És liberal e querem-te ultraliberal?
“És liberal e não sabias?” foi o tema de uma “sala” na recente clubhouse a que assisti durante cerca de uma hora. Fui parar à conversa primeiro por curiosidade e logo depois, porque o assunto suscita-me algum interesse. Entre o ouvir muito e ter decidido que neste debate não iria intervir, apercebi-me que toda a condução do mesmo estava a cargo de alguns dirigentes e militantes da Iniciativa Liberal. Nada contra e acho bem que um partido político explore melhor do que qualquer outro uma nova rede social que acaba por ser mais útil, aprofundada no debate e responsabilizadora de quem intervém. Até ver e pelas características desta, que refrescante é a ausência de ódio e das mais rocambolescas teorias da conspiração ou outras advindas desse novo movimento glorificador da estupidez e loucura global que é a Qanon.

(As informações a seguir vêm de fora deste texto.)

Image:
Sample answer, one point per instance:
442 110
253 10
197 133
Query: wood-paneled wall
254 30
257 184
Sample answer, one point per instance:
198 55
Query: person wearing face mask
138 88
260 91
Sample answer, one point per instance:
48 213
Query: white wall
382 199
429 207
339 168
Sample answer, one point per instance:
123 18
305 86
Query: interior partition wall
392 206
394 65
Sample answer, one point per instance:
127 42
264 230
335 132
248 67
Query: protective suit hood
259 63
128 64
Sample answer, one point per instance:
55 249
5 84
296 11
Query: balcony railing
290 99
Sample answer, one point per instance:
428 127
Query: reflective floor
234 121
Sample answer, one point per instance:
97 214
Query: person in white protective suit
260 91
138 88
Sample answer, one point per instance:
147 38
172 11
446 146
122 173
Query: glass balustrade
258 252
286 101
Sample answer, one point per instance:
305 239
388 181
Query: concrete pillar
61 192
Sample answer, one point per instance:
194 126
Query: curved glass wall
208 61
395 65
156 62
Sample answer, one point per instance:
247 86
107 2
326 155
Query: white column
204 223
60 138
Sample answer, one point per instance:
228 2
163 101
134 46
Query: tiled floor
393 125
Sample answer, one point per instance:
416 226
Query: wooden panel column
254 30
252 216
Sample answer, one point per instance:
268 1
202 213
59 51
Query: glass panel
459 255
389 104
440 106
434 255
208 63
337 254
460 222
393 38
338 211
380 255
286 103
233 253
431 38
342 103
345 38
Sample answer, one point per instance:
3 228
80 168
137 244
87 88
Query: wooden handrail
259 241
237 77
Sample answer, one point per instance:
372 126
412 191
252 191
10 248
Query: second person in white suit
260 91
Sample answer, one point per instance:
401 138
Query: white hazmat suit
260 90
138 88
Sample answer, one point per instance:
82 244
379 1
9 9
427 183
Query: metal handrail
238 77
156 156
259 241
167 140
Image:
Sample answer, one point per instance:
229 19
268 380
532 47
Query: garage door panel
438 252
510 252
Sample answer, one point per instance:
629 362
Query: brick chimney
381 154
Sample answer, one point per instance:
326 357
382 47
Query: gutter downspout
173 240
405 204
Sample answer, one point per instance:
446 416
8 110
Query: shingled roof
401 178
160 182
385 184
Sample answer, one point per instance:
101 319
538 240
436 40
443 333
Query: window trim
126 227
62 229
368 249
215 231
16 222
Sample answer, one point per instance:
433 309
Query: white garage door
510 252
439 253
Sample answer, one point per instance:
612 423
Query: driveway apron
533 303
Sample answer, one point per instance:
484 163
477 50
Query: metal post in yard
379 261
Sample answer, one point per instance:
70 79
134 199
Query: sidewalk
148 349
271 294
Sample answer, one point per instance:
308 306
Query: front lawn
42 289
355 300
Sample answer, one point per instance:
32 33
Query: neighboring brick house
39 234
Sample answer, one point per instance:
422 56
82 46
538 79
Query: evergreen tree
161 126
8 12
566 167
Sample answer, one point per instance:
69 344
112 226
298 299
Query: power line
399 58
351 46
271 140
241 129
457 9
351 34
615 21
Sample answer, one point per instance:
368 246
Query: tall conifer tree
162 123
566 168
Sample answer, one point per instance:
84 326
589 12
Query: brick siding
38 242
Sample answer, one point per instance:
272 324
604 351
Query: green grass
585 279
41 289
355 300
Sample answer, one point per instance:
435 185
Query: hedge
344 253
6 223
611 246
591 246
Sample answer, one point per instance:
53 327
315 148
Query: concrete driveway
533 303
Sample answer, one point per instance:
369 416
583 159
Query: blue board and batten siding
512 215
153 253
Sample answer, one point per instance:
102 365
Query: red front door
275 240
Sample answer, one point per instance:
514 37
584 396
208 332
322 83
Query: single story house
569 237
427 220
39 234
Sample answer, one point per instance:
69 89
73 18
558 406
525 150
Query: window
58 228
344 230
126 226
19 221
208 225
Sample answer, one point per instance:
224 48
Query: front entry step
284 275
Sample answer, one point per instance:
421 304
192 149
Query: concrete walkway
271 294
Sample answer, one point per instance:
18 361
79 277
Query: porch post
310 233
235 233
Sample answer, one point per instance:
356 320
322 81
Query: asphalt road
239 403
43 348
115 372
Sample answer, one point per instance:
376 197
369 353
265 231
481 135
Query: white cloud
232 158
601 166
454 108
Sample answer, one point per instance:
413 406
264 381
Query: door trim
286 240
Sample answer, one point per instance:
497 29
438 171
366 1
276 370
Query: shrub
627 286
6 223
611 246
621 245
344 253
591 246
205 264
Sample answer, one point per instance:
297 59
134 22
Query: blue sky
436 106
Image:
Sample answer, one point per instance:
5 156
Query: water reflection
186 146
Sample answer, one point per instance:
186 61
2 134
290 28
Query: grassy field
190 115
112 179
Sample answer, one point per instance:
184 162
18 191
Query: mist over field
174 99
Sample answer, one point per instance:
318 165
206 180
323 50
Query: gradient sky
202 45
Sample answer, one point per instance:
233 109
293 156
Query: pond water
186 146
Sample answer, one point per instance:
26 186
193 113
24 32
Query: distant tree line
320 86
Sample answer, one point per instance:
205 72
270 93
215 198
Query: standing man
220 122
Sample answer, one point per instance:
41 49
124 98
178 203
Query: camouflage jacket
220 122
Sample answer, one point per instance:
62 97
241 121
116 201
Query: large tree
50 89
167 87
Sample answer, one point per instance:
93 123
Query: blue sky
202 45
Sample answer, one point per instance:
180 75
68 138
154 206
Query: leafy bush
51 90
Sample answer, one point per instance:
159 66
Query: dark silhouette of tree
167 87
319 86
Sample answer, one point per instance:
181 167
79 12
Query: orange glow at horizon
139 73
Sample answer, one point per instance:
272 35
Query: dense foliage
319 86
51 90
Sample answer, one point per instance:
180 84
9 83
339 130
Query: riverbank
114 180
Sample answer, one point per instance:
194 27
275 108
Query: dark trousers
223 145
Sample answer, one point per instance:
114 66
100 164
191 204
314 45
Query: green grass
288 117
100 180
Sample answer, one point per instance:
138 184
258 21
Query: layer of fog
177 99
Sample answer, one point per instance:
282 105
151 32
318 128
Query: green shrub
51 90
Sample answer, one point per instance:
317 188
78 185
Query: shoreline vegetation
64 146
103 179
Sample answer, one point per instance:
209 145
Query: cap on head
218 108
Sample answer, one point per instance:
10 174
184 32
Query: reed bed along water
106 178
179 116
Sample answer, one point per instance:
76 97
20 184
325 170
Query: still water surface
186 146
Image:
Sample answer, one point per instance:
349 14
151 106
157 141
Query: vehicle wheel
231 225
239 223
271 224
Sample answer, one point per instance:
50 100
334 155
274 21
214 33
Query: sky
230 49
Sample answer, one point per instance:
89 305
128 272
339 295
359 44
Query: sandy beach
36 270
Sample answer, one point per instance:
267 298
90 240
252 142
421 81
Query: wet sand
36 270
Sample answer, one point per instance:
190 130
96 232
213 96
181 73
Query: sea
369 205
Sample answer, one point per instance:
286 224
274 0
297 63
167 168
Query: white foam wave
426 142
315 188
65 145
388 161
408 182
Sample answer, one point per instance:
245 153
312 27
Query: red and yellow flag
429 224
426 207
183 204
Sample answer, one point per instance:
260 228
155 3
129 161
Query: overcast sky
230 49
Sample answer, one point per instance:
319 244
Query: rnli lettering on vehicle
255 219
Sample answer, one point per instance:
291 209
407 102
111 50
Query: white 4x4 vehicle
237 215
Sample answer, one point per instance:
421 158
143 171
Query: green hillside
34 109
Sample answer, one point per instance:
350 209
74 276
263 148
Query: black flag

Mas, regressando à terra e aos equívocos que a Iniciativa Liberal pretende fazer passar com o “és liberal e não sabias?”, quando o nome correto deveria ser algo como és liberal e queres passar a ser ultraliberal? Junta-te a nós. Porque é exatamente isso que é. Por mais que queiram continuar a passar-se como pioneiros de um suposto programa liberal, mesmo junto daqueles que votavam Bloco de Esquerda e agora votam IL. Uns porque acham piada aos seus cartazes criativos, outros incautos e ainda os tais que sempre foram apolíticos, ignorando que tanto o PS, PSD e CDS foram e são partidos com correntes liberais e que os primeiros até apresentam muitas políticas nesse sentido atualmente.
Não é raro que a IL no seu ultraliberalismo camuflado de liberalismo procure confundir algumas coisas essenciais desde que surgiu. A primeira delas é que o seu combate político deveria dar alguma primazia ao confronto com os verdadeiros iliberais tanto em Portugal como na Europa, coisa que raramente faz. Ou, pelo menos, levar em conta alguns fatores históricos e outros factos igualmente relevantes. Por exemplo, quando o propósito num Estado reformador e mais eficiente é levianamente trocado no discurso pelo de um mais pequeno ou mínimo. Para isso, ignoram os cerca de 800.000 funcionários públicos e o próprio contexto atual que indicia e faz crer um pouco por todo o Ocidente que essa é uma realidade que dificilmente fará sentido mudar.
Lembrar-se-ão por acaso estes dirigentes da IL antes das suas intervenções públicas que em proporção, o nosso país está abaixo da média de funcionários públicos na União Europeia? Que países como a Suécia, Dinamarca e Finlândia têm mais de 10% da população empregada a trabalhar para o Estado do que Portugal? Ou que a economia tem mesmo comandado a política nas últimas décadas, através de um modelo que se chama neoliberalismo e com o efeito que conhecemos pelo Ocidente? É no mínimo estranho que quem atira de forma constante números mais ou menos desvirtuados de um contexto completo ou de outras realidades, faça por ignorar estes tão relevantes.
A bem ou mal e para lá da questão sanitária, esta crise também veio demonstrar o quão dependentes países sem um tecido empresarial pujante ou endinheirado são dos próprios Estados e governos. Essa é a realidade portuguesa. Nela, deve caber um executivo reformador e com serviços públicos mais eficientes. Transversalmente. Coisa que atualmente nem se procura. O que já deixou de fazer sentido e é um problema para qualquer programa ou partido de iniciativa ultraliberal, é um Estado mínimo ou pouco interventivo.
Passaram cinco anos desde o surgimento da Iniciativa Liberal e por mais que se possa ter enganado algumas pessoas ao longo desse tempo, não se conseguirá continuar a fazê-lo com todas e durante muito mais.
Liberalizem-se, pá. Os ultras pouco crescem eleitoralmente em Portugal.